THE MENTION OF JAPANESE INTERNMENTS in this post has produced a rather interesting response from Robin Goodfellow. Excerpt:

It’s interesting how the American internment of Japanese for 4 years during WWII is constantly used as an example of America’s unique evil and racism. When revisiting the subject rarely, if ever, is the Canadian example brought up. At least in America the internee families were kept together, in Canada (which also rounded up Japanese Canadian citizens) the men and women were separated from each other and the men were sent into forced labor. And we all know, I hope, how Italy, Spain, France, Germany, Japan, Russia, Denmark, Norway, The Netherlands, Belgium, and Austria scored on the racial sensitivity scale during WWII. I find the ability of Europe especially to “misremember” facts so as to paint themselves as lilly-white angels and the US as brutish and uncivilized thugs to be quite remarkable.

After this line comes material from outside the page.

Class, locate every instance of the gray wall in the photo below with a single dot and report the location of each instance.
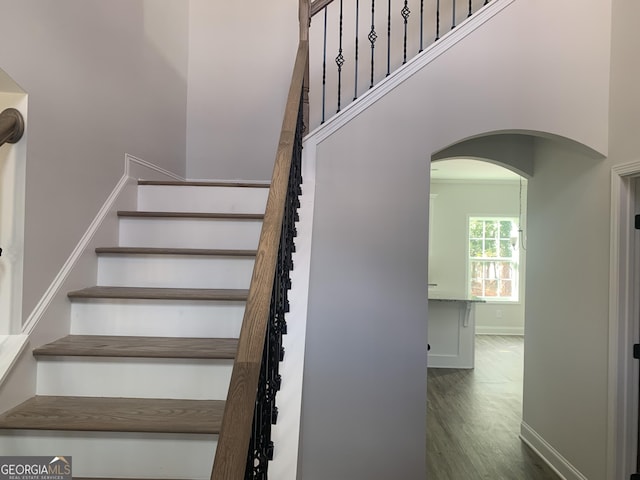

Well, you know, if the Europeans faced the truth, the pain would be unbearable.

UPDATE: Reader Byron Matthews says it’s worse than that:

The Canadian record is much darker than Robin Goodfellow’s post indicates. Japanese-Canadians were not only moved inland from BC and interned, their property was seized and sold off, the proceeds used in part to pay for their own internment. Worse, thousands were stripped of Canadian citizenship and deported (“repatriated”) to Japan, even after the war had ended.

He also sends this link to a Canadian history site on the subject. I was vaguely aware that there were Canadian internments, but no more. Fascinating stuff.

Maybe it’s because Europe and Canada were so much worse than the United States in the past that they are so sanctimonious now.